A TOP neurosurgeon has been cleared of blame after an operation went tragically wrong and left a man almost paralysed.

Electrician Alexander Glancy, 60, woke up from the anaesthetic to find he couldn't move his legs.

The Court of Session in Edinburgh heard that consultant Robin Johnston was in tears at his patient's bedside – although the doctor denied that.

Mr Glancy, of Paisley, raised a civil action against the Southern General Hospital NHS Trust, telling the court that he had quit his job with Kvaerner Shipbuilding in 1991 and had not been able to work since.

To cure the pains in his arm and neck, he was admitted to hospital in July 1994 for an operation.
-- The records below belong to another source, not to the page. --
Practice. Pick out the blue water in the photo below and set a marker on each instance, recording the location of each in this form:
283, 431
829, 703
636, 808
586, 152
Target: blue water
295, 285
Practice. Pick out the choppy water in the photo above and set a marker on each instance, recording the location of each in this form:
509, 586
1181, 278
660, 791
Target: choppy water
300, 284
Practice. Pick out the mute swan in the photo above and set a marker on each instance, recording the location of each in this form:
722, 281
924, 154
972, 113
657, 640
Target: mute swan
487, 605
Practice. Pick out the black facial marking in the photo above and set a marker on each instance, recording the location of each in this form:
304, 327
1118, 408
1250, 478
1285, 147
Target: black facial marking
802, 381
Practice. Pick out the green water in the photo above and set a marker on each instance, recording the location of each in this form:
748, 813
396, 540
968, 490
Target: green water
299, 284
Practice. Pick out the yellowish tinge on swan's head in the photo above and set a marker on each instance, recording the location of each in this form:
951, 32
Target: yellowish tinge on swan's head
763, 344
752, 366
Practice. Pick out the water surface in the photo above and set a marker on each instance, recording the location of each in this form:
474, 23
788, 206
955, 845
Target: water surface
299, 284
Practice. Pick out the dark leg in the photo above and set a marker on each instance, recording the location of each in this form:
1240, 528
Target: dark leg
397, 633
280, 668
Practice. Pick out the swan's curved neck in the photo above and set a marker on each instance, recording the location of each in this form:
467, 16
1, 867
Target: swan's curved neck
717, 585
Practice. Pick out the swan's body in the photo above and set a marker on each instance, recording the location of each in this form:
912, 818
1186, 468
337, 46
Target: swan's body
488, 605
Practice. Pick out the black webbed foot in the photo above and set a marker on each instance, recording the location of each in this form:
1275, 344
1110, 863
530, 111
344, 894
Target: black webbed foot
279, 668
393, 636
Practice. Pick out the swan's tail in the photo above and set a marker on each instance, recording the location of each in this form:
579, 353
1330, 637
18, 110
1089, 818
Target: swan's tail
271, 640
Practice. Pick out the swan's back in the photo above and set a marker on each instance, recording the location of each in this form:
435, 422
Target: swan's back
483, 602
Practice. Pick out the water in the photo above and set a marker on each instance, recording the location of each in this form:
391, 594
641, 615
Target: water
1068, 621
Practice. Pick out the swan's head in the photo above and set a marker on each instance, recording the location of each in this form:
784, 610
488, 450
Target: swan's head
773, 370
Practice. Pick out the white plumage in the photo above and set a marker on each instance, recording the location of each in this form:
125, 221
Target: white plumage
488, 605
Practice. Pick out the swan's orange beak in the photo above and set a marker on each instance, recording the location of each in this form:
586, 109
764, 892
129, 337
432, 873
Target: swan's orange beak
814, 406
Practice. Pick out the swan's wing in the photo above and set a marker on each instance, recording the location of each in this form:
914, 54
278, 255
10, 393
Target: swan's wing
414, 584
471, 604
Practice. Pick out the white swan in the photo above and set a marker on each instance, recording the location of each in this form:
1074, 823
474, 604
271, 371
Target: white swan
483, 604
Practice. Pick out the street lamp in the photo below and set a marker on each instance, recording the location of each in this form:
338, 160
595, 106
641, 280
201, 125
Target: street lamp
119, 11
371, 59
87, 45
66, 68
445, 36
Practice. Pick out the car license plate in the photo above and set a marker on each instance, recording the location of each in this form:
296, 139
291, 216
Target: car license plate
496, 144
Before Mr Glancy told his story to judge Lord Boyd of Duncansby, lawyers for the two sides agreed that if he succeeded in showing the hospital had been at fault he would be entitled to more than £900,000 damages.

The hospital trust contested his claim that Mr Johnston had been negligent and, in a written ruling issued yesterday the judge said Mr Glancy had failed to prove his case.

"It remains, unfortunately, the case that the cause of Mr Glancy's catastrophic injury in the operation remains unexplained," said Lord Boyd.

The court heard that Mr Glancy was left with "incomplete tetraplegia".